Джозеф Конрад - Письма краткое содержание
Письма читать онлайн бесплатно
Конрад Джозеф
Письма
Джозеф Конрад
Письма
Перевод с английского М. Красновского
Эдварду Гарнету Кейпл-хаус, 27 мая 1912 г.
Дражайший Эдвард, Надеюсь, что ты не очень рассердился на меня за то, что я все еще не поблагодарил тебя за "Карамазовых " . Как хорошо, что ты обо мне вспомнил; я, конечно, был весьма заинтригован. Но это лишь несуразная глыба бесценного материала. Страшно неудачно, слишком эмоционально и раздражающе. Кроме того, не знаю, что отстаивает или разоблачает Д [ остоевский], но знаю твердо - для меня он чересчур русский. Во всем этом мне слышится некое подобие яростных воплей, идущих из глубины доисторических времен. Я понимаю, русские только что "открыли" его. Мои поздравления... Перевод твоей жены, вне всякого сомнения, великолепен. От одной мысли о нем дух захватывает. Какое мужество! Какое упорство! Какой талант - талант истолкования, если можно так выразиться. Слово "перевод" не годится для описания тех высот, которых достигла твоя жена. Однако в действительности творение этого человека не заслуживает такой счастливой судьбы. Только Тургенев (и, возможно, Толстой) по-настоящему достойны ее. Передай ей от меня поклон, преисполненный благоговения и восхищения. Я бесконечно ей благодарен за возможность думать о Д. и чувствовать его. Когда у тебя выдастся свободная минута, расскажи мне, как приняли твою испанскую пьесу.
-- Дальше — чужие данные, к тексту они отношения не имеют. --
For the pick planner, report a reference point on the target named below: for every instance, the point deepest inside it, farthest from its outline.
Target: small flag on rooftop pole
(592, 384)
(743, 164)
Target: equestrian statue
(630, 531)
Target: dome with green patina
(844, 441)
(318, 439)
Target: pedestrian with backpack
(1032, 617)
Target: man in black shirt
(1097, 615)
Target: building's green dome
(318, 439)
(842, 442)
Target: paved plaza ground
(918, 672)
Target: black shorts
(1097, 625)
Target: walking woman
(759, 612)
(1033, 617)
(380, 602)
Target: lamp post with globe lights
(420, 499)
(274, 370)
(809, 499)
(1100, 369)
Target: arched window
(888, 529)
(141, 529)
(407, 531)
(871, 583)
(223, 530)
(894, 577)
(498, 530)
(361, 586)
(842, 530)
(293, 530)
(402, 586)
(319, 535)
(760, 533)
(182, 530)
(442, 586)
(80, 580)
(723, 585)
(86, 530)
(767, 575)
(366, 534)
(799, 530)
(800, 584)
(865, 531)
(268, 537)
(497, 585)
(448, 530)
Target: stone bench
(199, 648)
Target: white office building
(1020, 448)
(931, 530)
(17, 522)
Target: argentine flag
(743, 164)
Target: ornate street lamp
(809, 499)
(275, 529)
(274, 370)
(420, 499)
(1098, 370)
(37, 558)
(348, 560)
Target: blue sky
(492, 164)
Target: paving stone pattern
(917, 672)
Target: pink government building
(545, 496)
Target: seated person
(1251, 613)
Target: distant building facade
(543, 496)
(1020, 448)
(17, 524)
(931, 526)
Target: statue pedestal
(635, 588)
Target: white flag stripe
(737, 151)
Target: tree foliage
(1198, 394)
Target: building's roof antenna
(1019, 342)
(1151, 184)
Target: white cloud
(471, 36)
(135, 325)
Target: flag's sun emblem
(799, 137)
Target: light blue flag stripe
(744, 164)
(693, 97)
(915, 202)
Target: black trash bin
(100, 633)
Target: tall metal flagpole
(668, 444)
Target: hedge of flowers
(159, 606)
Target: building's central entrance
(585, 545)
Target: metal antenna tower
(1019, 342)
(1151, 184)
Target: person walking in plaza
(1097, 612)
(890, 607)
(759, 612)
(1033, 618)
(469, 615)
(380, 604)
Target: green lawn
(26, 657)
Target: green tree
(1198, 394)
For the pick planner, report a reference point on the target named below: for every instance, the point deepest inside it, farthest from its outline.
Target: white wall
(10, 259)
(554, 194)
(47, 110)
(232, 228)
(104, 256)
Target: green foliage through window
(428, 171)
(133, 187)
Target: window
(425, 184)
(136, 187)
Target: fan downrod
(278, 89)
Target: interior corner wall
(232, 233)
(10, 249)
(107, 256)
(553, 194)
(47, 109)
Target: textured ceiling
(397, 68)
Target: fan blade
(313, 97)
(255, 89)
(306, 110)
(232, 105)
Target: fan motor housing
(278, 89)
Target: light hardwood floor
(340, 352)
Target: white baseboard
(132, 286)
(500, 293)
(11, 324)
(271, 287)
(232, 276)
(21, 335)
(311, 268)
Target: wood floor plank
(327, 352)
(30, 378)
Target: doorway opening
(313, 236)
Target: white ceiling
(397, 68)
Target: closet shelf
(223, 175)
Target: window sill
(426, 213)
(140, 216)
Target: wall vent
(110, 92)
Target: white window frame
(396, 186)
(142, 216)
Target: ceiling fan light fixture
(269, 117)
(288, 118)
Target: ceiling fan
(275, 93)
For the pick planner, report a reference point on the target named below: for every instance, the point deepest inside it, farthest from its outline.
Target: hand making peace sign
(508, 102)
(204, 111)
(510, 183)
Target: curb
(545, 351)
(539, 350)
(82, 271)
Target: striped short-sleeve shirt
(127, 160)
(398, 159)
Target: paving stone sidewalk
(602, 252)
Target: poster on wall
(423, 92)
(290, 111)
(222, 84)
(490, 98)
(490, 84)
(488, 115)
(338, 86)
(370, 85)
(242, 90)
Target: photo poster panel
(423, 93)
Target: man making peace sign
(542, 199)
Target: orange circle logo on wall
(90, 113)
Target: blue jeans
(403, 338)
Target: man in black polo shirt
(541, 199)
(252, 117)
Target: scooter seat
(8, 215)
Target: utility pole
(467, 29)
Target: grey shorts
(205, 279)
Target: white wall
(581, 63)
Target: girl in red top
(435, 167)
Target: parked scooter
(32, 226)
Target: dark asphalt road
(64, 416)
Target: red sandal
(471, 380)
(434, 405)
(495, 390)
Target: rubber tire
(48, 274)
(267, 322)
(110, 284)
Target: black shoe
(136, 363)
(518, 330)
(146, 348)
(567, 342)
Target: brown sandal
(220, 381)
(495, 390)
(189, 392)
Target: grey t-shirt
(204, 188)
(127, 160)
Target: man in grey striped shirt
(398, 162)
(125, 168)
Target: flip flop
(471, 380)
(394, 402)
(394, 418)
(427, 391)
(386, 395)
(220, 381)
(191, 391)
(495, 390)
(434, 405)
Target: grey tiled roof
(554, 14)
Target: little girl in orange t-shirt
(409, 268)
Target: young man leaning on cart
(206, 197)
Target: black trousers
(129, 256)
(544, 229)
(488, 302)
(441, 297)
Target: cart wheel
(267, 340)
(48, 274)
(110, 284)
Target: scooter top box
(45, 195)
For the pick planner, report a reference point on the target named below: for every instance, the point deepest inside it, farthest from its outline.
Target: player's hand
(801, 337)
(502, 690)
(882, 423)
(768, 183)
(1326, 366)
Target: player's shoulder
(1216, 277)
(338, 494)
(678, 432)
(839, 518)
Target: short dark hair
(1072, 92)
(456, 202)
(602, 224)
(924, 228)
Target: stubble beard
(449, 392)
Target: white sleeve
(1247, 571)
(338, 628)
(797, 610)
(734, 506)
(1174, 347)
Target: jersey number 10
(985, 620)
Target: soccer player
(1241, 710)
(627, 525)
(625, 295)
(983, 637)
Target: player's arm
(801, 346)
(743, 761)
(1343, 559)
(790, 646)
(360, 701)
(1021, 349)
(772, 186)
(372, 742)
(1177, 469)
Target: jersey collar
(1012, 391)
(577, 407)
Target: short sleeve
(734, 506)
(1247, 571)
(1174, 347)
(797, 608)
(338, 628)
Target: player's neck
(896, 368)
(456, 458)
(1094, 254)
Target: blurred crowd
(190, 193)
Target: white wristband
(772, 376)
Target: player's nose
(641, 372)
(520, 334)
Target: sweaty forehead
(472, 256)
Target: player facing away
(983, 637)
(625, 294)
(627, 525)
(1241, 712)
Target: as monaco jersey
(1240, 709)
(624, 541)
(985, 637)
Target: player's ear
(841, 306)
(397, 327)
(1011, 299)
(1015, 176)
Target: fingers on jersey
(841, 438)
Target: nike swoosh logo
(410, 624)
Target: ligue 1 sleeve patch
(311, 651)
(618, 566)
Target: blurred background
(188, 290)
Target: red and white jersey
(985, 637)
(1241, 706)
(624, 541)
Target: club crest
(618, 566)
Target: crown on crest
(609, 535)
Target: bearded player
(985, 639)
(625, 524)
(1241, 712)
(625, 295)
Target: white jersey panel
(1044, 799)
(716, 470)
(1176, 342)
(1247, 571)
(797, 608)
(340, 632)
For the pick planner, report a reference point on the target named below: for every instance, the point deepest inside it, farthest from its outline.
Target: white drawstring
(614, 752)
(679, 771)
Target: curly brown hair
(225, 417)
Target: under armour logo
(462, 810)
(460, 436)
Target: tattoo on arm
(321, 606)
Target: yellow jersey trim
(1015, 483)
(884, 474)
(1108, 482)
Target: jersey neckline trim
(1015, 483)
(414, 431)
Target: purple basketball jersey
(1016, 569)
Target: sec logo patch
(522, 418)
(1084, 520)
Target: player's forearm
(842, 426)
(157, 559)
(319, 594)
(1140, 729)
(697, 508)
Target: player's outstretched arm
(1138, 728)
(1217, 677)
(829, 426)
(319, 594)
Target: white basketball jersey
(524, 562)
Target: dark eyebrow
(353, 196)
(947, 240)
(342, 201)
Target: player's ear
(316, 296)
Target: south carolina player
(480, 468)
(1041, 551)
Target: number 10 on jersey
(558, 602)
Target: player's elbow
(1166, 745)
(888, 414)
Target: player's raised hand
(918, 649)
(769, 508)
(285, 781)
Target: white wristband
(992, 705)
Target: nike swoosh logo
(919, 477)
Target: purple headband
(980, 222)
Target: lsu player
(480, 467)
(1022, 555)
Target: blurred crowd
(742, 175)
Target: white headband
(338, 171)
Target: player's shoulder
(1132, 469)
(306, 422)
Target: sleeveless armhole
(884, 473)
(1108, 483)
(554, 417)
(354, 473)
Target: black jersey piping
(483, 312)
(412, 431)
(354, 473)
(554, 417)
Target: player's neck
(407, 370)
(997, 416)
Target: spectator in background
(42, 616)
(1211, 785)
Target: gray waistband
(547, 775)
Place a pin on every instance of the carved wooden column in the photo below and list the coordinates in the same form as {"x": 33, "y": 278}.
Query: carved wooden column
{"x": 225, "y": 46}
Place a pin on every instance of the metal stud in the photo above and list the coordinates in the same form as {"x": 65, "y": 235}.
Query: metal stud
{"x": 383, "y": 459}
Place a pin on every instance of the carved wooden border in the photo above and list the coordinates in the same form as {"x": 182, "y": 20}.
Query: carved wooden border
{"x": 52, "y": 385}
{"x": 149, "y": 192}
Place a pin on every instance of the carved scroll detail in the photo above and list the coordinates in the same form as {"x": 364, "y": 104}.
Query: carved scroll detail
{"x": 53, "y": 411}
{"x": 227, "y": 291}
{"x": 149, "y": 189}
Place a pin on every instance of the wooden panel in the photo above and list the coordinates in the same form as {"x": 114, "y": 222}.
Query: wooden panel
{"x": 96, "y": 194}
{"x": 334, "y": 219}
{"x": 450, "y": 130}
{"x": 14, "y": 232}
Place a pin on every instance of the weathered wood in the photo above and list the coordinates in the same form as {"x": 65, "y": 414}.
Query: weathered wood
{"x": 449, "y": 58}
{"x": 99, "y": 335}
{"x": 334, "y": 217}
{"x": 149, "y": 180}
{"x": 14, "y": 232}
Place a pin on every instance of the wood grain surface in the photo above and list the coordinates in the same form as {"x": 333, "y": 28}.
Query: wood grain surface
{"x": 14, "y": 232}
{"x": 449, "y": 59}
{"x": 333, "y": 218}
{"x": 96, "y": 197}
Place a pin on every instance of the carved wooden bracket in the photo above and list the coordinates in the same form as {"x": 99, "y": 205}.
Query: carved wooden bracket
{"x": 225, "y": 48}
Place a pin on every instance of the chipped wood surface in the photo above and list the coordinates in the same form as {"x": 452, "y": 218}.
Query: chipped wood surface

Из всего сказанного тобой заключаю, что она вот-вот пойдет. В газеты не заглядывал уже неделю. Пытаюсь начать повесть, а эти чудовищные события очень отвлекают меня. Знаю, что объявлена еще одна забастовка, и это все. Подобные события развиваются медленно и однообразно. Я же ни к одной из партий не испытываю уважения и чрезмерного волнения во время этой игры не ощущаю.
Баррету Х. Кларку Кейпл-хаус, 4 мая 1918 г.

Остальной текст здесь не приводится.